The Apple IIe

Codename: Diana, LCA
CPU: MOS Technology/SynerTek 6502/65C02 (IIe "enhanced")
CPU speed: 1 Mhz
FPU: none
motherboard RAM: 64 k (128 k IIe "enhanced")
maximum RAM: 128 k, with 80-Column card (several MB via 3rd party boards)
number of sockets: n/a (RAM expansion via 1st expansion slot)
minimum speed: n/a
ROM: 16/32 k (IIe "enhanced")
L1 cache: n/a
L2 cache: n/a
data path: 8 bit
bus speed: 1 Mhz
slots: 8 proprietary
SCSI: none (upgrade cards later available)
Serial Ports: optional expansion card
ADB: none
Floppy: optional
HD: none
Display: 40 column text, 1 bit color at 560x192, 4 bit color at 140x192
IIe enhanced: 80 column
Sound Output: built in speaker
power: ??
introduced: January 1983
terminated: mid-1993

Released in January 1983, The Apple IIe was to be one of the most successful Apple computers ever. It was based on the 65C02 processor, which could run at 1.02 Mhz. It came with 64K of RAM and a 32K ROM which included BASIC, an assembly language interface, and several other hard-coded options. The Apple IIe originally sold for $1,395, and had a number of improvements and facelifts until it was finally discontinued in mid 1993, making it the only Apple computer be in production for more than 10 years. (pictured left is the updated Apple IIe "Extended", circa 1987)


Date: Wed, 5 Mar 1997 14:19:10 -0800 (PST)
From: john.huber@etak.com (John Huber)
To: opinions@apple-history.pair.com
Subject: Apple History suggestion

You should mention that the Apple IIe included the new ProDOS operating system, which was essentially a port of the Apple III's SOS. ProDOS made the IIe the easiest-to-use computer of its time.
Date: Fri, 7 Nov 1997 04:09:35 -0500 (EST)
From: Neil McNeight (mcneight@umich.edu)
To: opinions@apple-history.pair.com
Subject: Apple IIe and ProDOS

On your site, it mentions that "the Apple IIe included the new ProDOS operating system". This is not entirely true. It is true that the IIe was the first Apple that was shipped with ProDOS, but the first IIe's came with the then standard of DOS 3.3. It wasn't until 1984 or so that ProDOS came around.
Date: Wed, 12 Nov 1997 10:21:34 +0000
From: Sidney A Powers (sapowers@ix.netcom.com)
To: glen@apple-history.pair.com
Subject: Apple IIe

With regard to your histories of the II series. The II and IIplus had ony upper case letter capability built it. There was a software enhancement that allowed one to use lower case letters but as I remember it, the software was not user friendly. The one big improvement on the IIe was a built-in capabily for upper and lower case usage. That was a big step forward.
Date: Fri, 21 Nov 1997 22:13:56 -0500
From: Peter Chin (chinp@ms.com)
To: glen@apple-history.pair.com
Subject: Nit - picking / Apple IIe

I don't remember this 'software' modification.
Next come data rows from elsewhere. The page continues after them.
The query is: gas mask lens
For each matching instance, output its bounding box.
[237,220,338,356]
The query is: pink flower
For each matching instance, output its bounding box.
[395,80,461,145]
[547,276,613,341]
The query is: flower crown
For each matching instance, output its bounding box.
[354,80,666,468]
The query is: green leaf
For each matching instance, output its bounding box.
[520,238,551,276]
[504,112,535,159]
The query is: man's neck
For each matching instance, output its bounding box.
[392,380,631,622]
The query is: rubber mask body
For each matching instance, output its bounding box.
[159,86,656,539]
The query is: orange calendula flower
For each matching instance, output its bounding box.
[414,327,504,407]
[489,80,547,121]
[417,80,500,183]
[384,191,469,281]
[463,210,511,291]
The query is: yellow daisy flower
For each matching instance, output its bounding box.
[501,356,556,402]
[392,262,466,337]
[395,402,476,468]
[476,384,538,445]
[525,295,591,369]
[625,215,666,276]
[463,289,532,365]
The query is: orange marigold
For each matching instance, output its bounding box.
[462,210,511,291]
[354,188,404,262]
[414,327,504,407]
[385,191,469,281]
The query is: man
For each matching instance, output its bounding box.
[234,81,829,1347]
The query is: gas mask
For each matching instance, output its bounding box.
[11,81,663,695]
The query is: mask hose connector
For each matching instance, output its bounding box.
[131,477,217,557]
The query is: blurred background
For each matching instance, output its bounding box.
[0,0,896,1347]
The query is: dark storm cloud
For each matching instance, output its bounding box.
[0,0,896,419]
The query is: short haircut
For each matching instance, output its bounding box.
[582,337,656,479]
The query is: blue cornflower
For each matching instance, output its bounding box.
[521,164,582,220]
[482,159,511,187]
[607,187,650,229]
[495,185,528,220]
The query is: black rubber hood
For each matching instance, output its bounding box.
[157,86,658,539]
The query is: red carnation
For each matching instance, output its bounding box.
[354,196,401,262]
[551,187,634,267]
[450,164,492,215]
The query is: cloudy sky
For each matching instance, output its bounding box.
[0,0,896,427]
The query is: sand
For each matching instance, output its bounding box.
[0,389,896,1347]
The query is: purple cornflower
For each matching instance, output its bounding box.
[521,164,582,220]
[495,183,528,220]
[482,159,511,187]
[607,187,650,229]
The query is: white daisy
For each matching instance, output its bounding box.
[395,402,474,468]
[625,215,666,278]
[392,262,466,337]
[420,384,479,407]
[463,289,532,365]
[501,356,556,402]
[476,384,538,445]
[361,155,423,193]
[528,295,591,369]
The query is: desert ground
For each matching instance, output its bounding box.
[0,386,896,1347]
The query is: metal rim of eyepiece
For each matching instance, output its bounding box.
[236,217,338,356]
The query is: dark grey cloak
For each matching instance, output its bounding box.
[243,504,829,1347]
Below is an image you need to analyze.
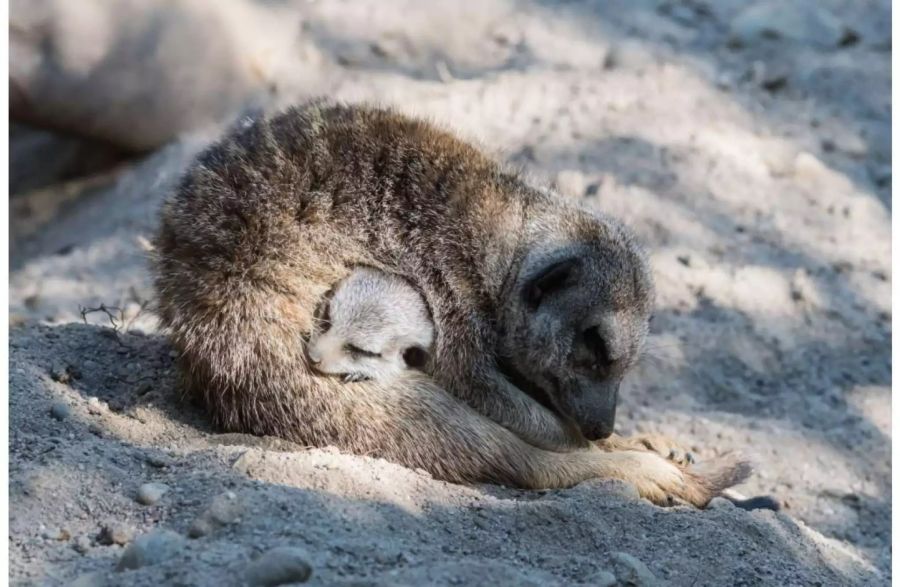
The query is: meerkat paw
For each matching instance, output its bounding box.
[344,373,368,383]
[597,434,697,466]
[607,450,752,508]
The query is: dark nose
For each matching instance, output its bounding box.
[576,382,619,440]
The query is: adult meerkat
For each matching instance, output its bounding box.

What I do remember is that there were basically two ways lower case got supported on the II/II+ series:

-- Have the program offer its own kludge. Magic Window II, ScreenWriter I & II, Bank Street Writer, among others, allowed you to use the "ESC" key to toggle between upper and lower case. On machines like the upgraded II's and II+'s this was the only way to get lower case input.
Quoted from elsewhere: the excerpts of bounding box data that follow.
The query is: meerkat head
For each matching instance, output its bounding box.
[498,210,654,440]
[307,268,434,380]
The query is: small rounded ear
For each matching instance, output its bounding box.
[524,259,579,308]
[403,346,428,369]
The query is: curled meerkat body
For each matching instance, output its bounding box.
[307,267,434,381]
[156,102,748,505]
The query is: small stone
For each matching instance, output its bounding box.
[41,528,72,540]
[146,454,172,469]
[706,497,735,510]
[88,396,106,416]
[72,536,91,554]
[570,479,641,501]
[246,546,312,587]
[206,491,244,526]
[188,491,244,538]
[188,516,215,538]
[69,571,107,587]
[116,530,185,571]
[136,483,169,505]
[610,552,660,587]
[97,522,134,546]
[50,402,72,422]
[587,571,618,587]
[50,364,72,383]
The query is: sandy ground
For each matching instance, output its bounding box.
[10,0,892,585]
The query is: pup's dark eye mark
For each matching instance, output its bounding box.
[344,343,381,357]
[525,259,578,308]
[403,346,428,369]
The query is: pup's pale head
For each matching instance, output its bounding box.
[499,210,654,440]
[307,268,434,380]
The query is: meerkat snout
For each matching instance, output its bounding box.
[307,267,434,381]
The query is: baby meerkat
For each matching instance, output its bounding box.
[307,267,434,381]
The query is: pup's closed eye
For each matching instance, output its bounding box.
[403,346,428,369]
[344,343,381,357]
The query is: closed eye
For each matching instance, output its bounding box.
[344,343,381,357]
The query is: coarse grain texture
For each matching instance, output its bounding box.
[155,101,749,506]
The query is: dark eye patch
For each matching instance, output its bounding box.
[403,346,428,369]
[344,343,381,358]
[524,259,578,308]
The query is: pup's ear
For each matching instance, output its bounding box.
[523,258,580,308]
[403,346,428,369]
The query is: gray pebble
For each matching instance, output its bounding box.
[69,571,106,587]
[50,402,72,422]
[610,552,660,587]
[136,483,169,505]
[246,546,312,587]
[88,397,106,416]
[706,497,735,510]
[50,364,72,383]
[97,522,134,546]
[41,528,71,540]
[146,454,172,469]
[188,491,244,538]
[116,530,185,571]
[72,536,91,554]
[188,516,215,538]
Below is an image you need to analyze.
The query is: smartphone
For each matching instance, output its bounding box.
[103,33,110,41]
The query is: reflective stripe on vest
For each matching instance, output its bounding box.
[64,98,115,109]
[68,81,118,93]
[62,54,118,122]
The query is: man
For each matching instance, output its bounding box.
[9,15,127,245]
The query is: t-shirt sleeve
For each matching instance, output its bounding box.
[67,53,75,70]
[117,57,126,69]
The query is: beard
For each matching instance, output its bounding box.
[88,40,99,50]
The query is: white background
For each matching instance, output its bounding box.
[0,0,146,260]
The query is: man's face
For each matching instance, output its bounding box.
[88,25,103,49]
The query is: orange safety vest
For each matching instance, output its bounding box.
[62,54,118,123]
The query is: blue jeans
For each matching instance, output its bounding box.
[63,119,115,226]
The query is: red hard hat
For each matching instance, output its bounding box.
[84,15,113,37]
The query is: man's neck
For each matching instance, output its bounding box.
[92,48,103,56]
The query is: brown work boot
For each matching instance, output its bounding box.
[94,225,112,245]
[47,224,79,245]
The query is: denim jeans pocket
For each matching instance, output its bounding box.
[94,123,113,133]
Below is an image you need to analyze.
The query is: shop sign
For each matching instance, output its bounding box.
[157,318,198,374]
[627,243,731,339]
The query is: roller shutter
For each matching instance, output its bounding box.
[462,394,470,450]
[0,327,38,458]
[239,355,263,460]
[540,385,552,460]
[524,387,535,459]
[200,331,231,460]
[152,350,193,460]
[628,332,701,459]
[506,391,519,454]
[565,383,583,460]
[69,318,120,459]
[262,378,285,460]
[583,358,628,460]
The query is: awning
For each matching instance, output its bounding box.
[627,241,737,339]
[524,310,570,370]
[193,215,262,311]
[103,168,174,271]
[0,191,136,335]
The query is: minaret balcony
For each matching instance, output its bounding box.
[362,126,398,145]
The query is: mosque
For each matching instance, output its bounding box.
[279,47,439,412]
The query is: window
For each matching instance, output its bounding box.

-- Perform the 'Shift Key" modification.

You ran a wire from the keyboard encoder to a pin/contact on the game controller input socket. Wacky, but it worked. What was even more incredulous was that most word processors that were written for the II/II+'s encouraged you to do this on your own or to get the dealer to do it, or you wouldn't get the most out of their programs!